Transformers library implements several state-of-the-art transformer architectures used for NLP tasks like text classification, information extraction, question answering, and text generation. It is used by researchers and companies alike, offering PyTorch and TensorFlow front-ends.
Since the release of our TensorFlow implementation, we have been working on productionizing the models and making them available on TPU, slowly gearing ourselves towards performance.
This post compares the performance of our models in several environments. We compare them for inference, on CPU and GPU for PyTorch (1.3.0) as well as TensorFlow (2.0). As several factors affect benchmarks, this is the first of a series of blogposts concerning benchmarks and subsequent performance optimizations.
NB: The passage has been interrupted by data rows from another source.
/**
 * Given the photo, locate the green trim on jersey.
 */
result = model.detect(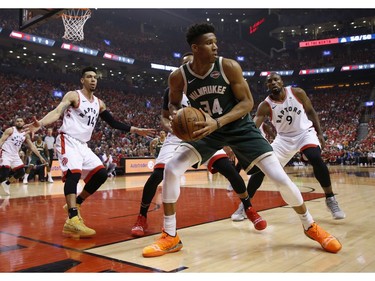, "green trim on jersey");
[181,57,272,170]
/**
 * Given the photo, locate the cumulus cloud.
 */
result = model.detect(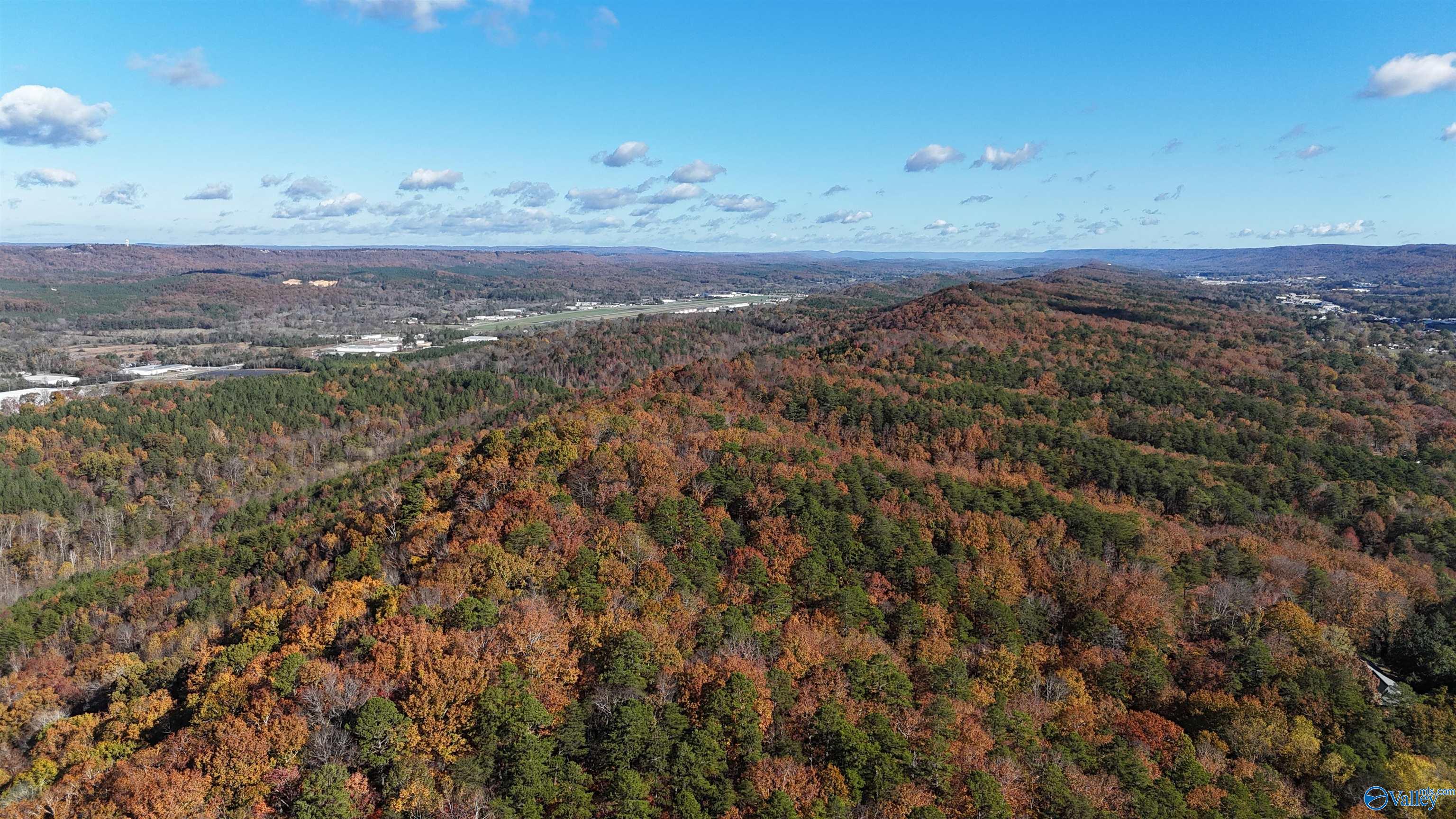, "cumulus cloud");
[491,179,556,207]
[566,188,638,210]
[472,0,531,45]
[96,182,147,207]
[274,194,368,220]
[399,168,464,191]
[281,176,333,201]
[705,194,777,218]
[906,143,965,173]
[1153,185,1182,202]
[1360,51,1456,98]
[127,48,223,87]
[182,182,233,200]
[971,143,1041,171]
[814,210,875,225]
[0,86,112,147]
[15,168,76,188]
[1258,218,1374,239]
[328,0,469,32]
[590,6,622,48]
[591,140,646,168]
[670,159,728,182]
[648,182,703,204]
[1278,122,1305,143]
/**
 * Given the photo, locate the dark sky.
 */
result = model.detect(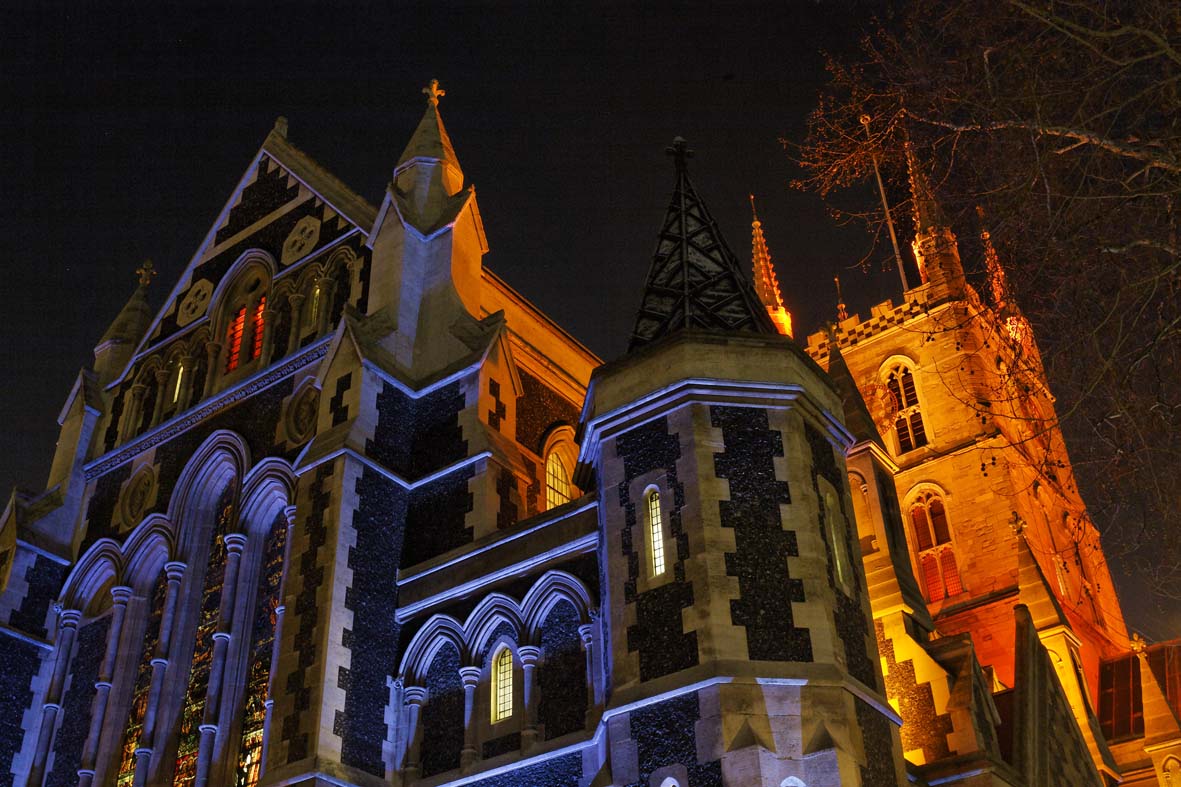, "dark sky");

In addition to this post, we are creating
Benchmark section in our documentation, which will evolve as we further work on our models and benchmark them in different settings.
The results are visible in this Google Spreadsheet. The average results are visible in the table below. The results are detailed in the discussion section.
N/A entries in the spreadsheet indicate either an out-of-memory error or an inappropriate sequence length. Transformer-XL does not have TorchScript results as it is not currently serializable by TorchScript.
In most cases, the TensorFlow and PyTorch models obtain very similar results, both on GPU and CPU. Down below is a short discussion concerning the results, both as a comparison between PyTorch and TensorFlow as well as a comparison between models.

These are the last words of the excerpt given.